My first question variation got no response, so I'm thinking my question is bigger than I thought. SO... here's one part of the question in simplified form.
Context for my question: we have a large quantity of documents that are reasonably well formatted using para/char styles and few overrides. My job is to add XML structure to the document. I've written some nice scripts that translate styles into tags and such, but I have some richer auto-tagging to do and have no idea how to get from here to there. I suspect that some kind of range management and/or grep-based search might help, but as a noob I don't know how to script that, have not found any examples after hours of searching/reading, and would love a few hints to get me going.
My first-step question (I think) is how to script a (grep?) that will select a range based on paragraph styles (or tags if that helps -- making tags from styles is now easy for me). Here's what I want to do, using a (fake) exmaple...
Paragraph styles are in ## (or you could think of them as tags if that is easier/works better...)
#header#Topic A Header#/header#
#Content1#Intro: Day 1 topic#/Content1#
#ContentTricky#Blah blah blah#/ContentTricky#
#headerX#Topic B Header#/headerX#
#ContentNormal#This section has a slightly different header style, as you can see#/ContentNormal#
Two kinds of selection I need to do:
1) Select content from one para style up to but not including the next para of the same style (eg from #subhead# up to but not including the next #subhead#)

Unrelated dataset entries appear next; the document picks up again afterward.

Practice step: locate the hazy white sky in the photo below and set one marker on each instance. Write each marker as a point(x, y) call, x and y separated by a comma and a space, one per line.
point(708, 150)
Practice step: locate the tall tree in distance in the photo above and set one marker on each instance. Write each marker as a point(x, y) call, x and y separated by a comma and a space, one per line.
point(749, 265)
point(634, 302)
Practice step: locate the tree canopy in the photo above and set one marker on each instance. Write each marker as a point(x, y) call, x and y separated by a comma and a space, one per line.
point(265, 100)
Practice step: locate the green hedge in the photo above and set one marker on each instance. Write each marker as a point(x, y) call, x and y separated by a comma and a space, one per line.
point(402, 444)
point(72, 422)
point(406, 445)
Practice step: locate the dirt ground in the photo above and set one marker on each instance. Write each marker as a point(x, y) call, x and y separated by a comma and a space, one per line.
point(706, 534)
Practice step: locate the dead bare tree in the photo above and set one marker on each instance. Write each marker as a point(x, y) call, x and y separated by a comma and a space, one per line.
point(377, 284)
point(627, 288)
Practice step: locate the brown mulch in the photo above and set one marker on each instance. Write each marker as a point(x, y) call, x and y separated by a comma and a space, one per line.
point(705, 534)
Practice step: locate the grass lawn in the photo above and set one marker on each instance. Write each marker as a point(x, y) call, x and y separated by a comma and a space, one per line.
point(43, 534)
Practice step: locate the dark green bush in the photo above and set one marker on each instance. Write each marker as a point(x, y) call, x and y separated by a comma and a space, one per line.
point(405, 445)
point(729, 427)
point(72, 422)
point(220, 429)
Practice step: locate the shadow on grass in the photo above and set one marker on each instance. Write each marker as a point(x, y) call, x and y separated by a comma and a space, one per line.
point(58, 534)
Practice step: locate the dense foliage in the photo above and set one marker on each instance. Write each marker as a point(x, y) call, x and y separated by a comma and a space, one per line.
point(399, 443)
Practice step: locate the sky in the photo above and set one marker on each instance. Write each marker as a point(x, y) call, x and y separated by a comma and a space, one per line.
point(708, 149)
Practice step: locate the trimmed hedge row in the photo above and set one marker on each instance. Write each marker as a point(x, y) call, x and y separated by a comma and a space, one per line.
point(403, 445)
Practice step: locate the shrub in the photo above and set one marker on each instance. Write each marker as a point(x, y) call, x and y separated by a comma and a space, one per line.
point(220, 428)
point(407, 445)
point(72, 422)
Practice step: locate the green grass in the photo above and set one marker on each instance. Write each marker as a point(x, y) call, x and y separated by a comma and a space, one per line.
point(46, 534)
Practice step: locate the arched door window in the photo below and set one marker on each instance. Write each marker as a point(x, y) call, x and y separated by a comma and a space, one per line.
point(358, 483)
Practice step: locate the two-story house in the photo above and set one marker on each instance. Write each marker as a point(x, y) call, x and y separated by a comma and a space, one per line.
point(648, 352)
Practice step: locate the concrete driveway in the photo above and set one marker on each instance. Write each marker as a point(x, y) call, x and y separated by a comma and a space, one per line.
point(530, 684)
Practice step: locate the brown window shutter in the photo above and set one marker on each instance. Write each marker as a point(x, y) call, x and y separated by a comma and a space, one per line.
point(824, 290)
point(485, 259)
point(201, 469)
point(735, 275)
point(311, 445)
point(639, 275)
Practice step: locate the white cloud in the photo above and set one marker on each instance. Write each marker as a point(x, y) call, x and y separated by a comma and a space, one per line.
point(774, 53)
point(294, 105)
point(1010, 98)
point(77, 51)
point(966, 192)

2) Select content AFTER one para style (eg AFTER #header#) up to but not including the next matching one
and finally a wildcard version:
3) Same as #2 but up-to any para whose style begins with "header" ie header* (of course I have access to the whole list of styles, so if necessary I could search for each of several styles and choose the one that comes first...)
I'm assuming I do some kind of "Find para style X" then somehow adjust the start point to the spot right after that para... then do the same for the end point of the range... but this is quickly beyond me.
Thanks MUCH for any hints anybody can provide. Pointers to documents or tutorials would be fine. I just haven't found any examples that address these kinds of things.